Designing phenyl-di-p-tolyl-amine-based asymmetric small molecular donor materials with favorable photovoltaic parameters

Abstract

In the quest to enhance photovoltaic devices' efficiency and swift progress in the organic solar cell, community scientists are focusing on small molecules donors. The four specific donor molecules, namely TDMDN1, TDMDN2, TDMDN3, and TDMDN4, are designed from recently reported synthetic TDMDN reference molecules. The designed molecules TDMDN1-TDMDN4 have phenyl-di-p-tolyl-amine attached with different acceptors (terminal side). Quantum chemical and photovoltaic parameters of TDMDN1-TDMDN4 were estimated through DFT at MPW1PW91/6-31 G+ (d,p) . The parameters that affect the photophysical properties, exciton dynamics, chemical reactivity, and charge mobility of TDMDN1-TDMDN4 were described by calculating absorption profile, transition density matrix, frontier molecular orbit, and density of state, respectively. The result of all analyses demonstrates that TDMDN1-TDMDN4 proved more competent in executing the parameters mentioned above than TDMDN. Among all designed donors, TDMDN4 is recognized as an appropriate material for photovoltaic application due to its encouraging parameters involving reduced HOMO-LUMO energy gap (1.79 eV), lowest transition energy (1.50 eV), and highest lambda(max) value with chloroform (826 nm).

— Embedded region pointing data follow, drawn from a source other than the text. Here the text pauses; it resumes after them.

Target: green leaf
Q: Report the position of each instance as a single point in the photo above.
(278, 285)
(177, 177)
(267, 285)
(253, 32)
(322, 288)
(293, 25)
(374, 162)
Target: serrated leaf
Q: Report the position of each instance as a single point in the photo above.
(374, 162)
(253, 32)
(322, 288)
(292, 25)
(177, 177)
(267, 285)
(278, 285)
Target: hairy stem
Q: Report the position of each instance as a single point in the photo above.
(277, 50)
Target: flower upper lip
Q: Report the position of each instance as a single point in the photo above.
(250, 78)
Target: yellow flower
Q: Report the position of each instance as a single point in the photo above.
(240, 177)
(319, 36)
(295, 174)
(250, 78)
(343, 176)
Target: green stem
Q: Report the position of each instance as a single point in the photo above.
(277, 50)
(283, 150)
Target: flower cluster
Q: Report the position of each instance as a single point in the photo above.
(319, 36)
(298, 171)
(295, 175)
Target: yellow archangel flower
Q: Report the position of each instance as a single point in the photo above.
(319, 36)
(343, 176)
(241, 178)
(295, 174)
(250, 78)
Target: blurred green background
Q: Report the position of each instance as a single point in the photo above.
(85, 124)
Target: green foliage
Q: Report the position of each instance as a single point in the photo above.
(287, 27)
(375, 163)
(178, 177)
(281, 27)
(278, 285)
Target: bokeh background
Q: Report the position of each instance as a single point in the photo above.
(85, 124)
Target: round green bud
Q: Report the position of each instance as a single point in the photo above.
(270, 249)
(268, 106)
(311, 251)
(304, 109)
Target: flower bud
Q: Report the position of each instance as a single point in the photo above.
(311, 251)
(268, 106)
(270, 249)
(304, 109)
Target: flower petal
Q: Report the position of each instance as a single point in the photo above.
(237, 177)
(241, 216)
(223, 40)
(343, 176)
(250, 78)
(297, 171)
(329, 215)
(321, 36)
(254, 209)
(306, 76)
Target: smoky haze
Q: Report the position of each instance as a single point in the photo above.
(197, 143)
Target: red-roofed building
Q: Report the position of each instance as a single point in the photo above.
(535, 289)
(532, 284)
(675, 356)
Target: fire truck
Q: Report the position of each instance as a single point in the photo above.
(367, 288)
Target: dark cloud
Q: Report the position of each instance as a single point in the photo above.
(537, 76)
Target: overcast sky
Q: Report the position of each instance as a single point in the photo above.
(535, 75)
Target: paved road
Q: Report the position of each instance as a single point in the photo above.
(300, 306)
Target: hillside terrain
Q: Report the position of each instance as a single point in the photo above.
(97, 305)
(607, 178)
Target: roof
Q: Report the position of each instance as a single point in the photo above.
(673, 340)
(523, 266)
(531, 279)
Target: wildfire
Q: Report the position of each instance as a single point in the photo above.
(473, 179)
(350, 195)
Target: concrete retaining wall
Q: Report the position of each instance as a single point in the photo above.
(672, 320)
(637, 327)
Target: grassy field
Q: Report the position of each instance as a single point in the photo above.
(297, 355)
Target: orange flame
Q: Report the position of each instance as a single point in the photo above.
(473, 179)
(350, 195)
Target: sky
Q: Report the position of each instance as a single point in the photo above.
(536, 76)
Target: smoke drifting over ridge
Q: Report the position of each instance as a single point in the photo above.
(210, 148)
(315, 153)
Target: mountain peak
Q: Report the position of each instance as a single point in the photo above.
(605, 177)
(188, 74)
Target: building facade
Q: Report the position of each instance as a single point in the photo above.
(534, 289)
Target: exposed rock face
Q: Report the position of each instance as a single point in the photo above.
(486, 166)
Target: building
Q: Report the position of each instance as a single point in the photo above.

The binding energy of TDMDN4 (0.29 eV) has a low value compared to the TDMDN (0.35 eV). In addition, a complex of TDMDN4 with PC61BM further verifies suitable combination. All designed donor molecules are highly recommended to attain suitable photophysical properties in solar cells and thus are proposed for the elite performance of small molecular solar cell devices.